[plt-scheme] new contracts: lazy struct contracts

From: Robby Findler (robby at cs.uchicago.edu)
Date: Sat Mar 18 19:11:00 EST 2006

The contract library now supports lazy contracts on (immutable)
structs. Details below (from the just checked in manual -- out in the
next nightly build).



Typically, constracts on data structures can be written using flat
contracts. For example, one might write a sorted list contract as a
function that accepts a list and traverses it, ensuring that the
elements are in order. Such contracts, however, can change the
asymptotic running time of the program, since the contract may end up
exploring more of a function's input than the function itself does. To
circumvent this problem, the `define-contract-struct' form introduces
contract combinators that are lazy that is, they only verify the
contract holds for the portion of some data structure that is actually
inspected. More precisely, a lazy data structure contract on a struct
is not checked until a selector extracts a field of a struct.

The form

  (define-contract-struct struct-name (field ...))

is like the corresponding define-struct, with two differences: it does
not define field mutators and it does define two contract constructors:
struct-name/c struct-name/dc. The first is a procedure that accepts as
many arguments as there are fields and returns a contract for struct
values whose fields match the arguments. The second is a syntactic form
that also produces contracts on the structs, but the contracts on later
fields may depend on the values of earlier fields. It syntax is:

  (struct-name/dc field-spec ...)

where each field-spec is one of the following two lines:

  [field contract-expr]
  [field (field ...) contract-expr]

In each case, the first field name specifies which field the contract
applies to, and the fields must be specified in the same order as the
original define-contract-struct. The first case is for when the
contract on the field does not depend on the value of any other field.
The second case is for when the contract on the field does depend on
some other fields, and the field names in middle second indicate which
fields it depends on. These dependencies can only be to fields that
come earlier in the struct.

As an example consider this module:

(module product mzscheme
  (require (lib "contract.ss"))

  (define-contract-struct kons (hd tl))
  ;; sorted-list/gt : number -> contract
  ;; produces a contract that accepts
  ;; sorted kons-lists whose elements
  ;; are all greater than `num'.
  (define (sorted-list/gt num)
    (or/c null?
          (kons/dc [hd (>=/c num)]
                   [tl (hd) (sorted-list/gt hd)])))
  ;; product : kons-list -> number
  ;; computes the product of the values
  ;; in the list. if the list contains
  ;; zero, it avoids traversing the rest
  ;; of the list.
  (define (product l)
      [(null? l) 1]
       (if (zero? (kons-hd l))
           (* (kons-hd l) 
              (product (kons-tl l))))]))
  (provide kons? make-kons kons-hd kons-tl)
  (provide/contract [product (-> (sorted-list/gt -inf.0) number?)]))
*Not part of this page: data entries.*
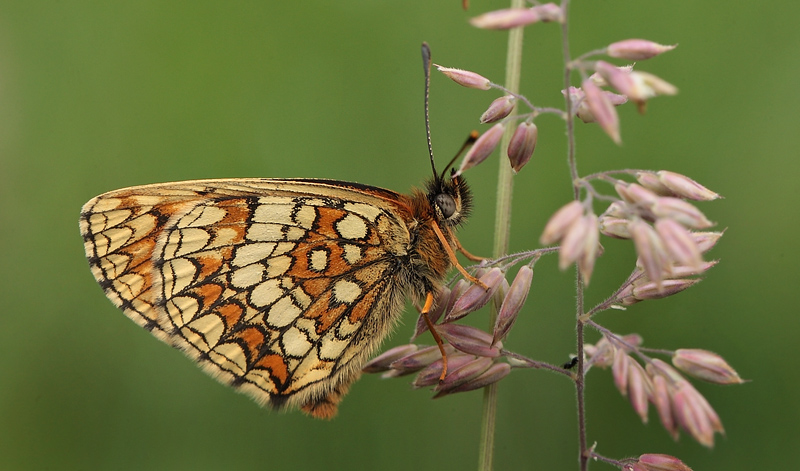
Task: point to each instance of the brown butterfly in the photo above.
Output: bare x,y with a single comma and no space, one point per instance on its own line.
281,288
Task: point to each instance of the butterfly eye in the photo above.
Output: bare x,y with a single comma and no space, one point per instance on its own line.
446,204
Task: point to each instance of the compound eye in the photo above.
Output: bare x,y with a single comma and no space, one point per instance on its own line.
446,204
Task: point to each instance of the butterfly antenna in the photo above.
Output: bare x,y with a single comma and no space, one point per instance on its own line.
426,64
473,136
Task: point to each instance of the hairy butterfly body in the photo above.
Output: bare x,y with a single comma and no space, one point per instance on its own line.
279,288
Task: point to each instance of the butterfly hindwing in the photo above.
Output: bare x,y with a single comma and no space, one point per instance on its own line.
281,288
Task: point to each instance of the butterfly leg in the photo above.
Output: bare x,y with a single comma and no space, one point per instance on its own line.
327,406
425,310
460,248
454,260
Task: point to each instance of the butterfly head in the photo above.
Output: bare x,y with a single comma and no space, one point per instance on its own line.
450,199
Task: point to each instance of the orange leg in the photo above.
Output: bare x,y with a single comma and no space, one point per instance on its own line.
425,310
460,248
454,260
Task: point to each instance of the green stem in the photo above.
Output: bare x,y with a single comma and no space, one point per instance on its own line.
502,225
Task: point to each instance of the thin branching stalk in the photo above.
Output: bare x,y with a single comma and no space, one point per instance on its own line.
580,377
505,185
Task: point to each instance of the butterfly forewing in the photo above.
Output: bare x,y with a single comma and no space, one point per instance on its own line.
279,287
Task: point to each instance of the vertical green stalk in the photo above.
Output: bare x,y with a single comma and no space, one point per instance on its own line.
502,225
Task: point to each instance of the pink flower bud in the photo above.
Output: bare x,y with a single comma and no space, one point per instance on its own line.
495,373
651,181
684,187
475,297
466,78
620,370
636,49
640,389
590,249
439,306
654,85
652,253
656,462
617,209
383,361
615,227
415,361
705,365
681,211
515,17
679,243
682,271
458,376
706,240
469,339
520,148
694,414
482,148
561,221
636,194
663,404
575,240
430,375
619,78
658,290
512,303
602,109
499,109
It provides a function, product, whose contract indicates that it
accepts sorted lists of numbers and produces numbers. Using an ordinary
flat contract for sorted lists, the product function cannot avoid
traversing having its entire argument be traversed, since the contract
checker will traverse it before the function is called. As written
above, however, when the product function aborts the traversal of the
list, the contract checking also stops, since the kons/dc contract
constructor generates a lazy contract.